The extremely complicated operation to separate the twins who are joined at the head, began as scheduled at the Royal Childrens’ Hospital in Melbourne at 8.
After several hours of positioning tubes to ensure there was no pressure on the eyes, surgeons made their first cut about 10am.
Plastic surgeon Tony Holmes said everything was so far going to plan.
“At the moment most of the major (skin) flaps are already up and looking particularly healthy and the bone is exposed… for virtually half the exposure we need,” he said.
“We’re ready now for the neurosurgeons who are starting up right this minute to start removing the bone on the back half of the head, which is the dangerous bit in that that’s where the brain is still joined and there are a couple of blood vessels.”

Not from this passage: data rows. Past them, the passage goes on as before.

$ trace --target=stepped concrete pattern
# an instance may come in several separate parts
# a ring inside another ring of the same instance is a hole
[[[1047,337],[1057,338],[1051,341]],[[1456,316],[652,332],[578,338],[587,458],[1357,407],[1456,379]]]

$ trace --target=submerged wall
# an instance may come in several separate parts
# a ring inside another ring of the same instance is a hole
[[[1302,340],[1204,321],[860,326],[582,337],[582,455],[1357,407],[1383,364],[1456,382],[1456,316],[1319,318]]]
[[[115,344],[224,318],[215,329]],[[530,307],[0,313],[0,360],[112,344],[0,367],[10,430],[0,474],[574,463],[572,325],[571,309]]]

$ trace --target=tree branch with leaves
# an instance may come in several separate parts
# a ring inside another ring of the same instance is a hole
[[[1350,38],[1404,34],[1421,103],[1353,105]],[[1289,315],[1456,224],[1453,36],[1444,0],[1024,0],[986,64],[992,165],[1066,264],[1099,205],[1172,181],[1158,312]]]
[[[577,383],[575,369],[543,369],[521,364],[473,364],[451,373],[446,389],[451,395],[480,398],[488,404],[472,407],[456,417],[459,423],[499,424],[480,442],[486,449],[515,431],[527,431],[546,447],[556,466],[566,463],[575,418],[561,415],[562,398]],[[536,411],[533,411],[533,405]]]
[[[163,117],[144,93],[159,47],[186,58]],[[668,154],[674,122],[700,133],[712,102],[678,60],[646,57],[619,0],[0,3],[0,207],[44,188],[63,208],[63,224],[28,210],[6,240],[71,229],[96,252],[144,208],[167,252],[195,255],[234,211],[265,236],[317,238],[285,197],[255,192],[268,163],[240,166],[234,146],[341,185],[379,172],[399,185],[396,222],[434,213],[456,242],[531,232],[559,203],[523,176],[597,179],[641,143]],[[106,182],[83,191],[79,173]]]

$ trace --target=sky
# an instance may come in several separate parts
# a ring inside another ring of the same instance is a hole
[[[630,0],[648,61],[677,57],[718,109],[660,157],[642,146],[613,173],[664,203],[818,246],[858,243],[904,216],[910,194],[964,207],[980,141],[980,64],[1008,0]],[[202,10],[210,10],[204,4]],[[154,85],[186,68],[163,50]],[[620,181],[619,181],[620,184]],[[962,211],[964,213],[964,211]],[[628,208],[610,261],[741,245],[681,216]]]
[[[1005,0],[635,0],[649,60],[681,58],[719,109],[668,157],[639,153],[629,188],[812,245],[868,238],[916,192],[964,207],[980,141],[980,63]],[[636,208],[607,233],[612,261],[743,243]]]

50 per cent chance of brain damage
He said the chance of the operation being a success remains the same at just 25 per cent.
There is a 50 per cent chance they will suffer brain damage and a 25 per cent chance one of the sisters will die.
Mr Holmes said he estimated the twins, aged two, would be separated between 5pm and 6pm on Monday.
“The unknown… is what actually happens when you separate finally the cerebral circulations, because that is a change in hemodynamics (blood movement) so the pressures will be different in each twin,” he said.
“It’s over those few early minutes when the pressures equilibrate in the brain, that they’re the things that we’re worried about.
“But the children are prepared as well as could possibly be and we’re cautiously optimistic that everything is going particularly well.”
Mr Holmes said Moira Kelly, who rescued the Bangladeshi orphans, was understandably distressed as she left the girls in the hands of surgeons.
Medical staff ‘nervous’ over operation
“When the children went into the operating theatre… Moira was there giving them, you know, a farewell kiss and good luck,” he said.
“She was relatively distressed as one would be if it was your child. The kids were fine, OK, they looked as healthy and happy as anything but they were sedated.”
Mr Holmes said medical staff at the hospital were nervous about the operation.
“It is a stressful time for any group of surgeons with this sort of case, they only come along really once in a lifetime and I think everybody has been on tenterhooks,” he said.
“We have had a few ups and downs with these children because of medical problems.”
The twins went to sleep in hospital on Sunday and were kept sedated overnight in intensive care. They had an arteriogram, an x-ray showing the remaining blood vessels between the two brains.
Mr Holmes said the remaining blood vessels were minimal, which meant neurosurgeon Virginia Maixner’s work slowly separating the twins’ vessels had been successful.
Ms Maixner is leading the 16-hour operation with a team of up to 16 surgeons, doctors and nurses.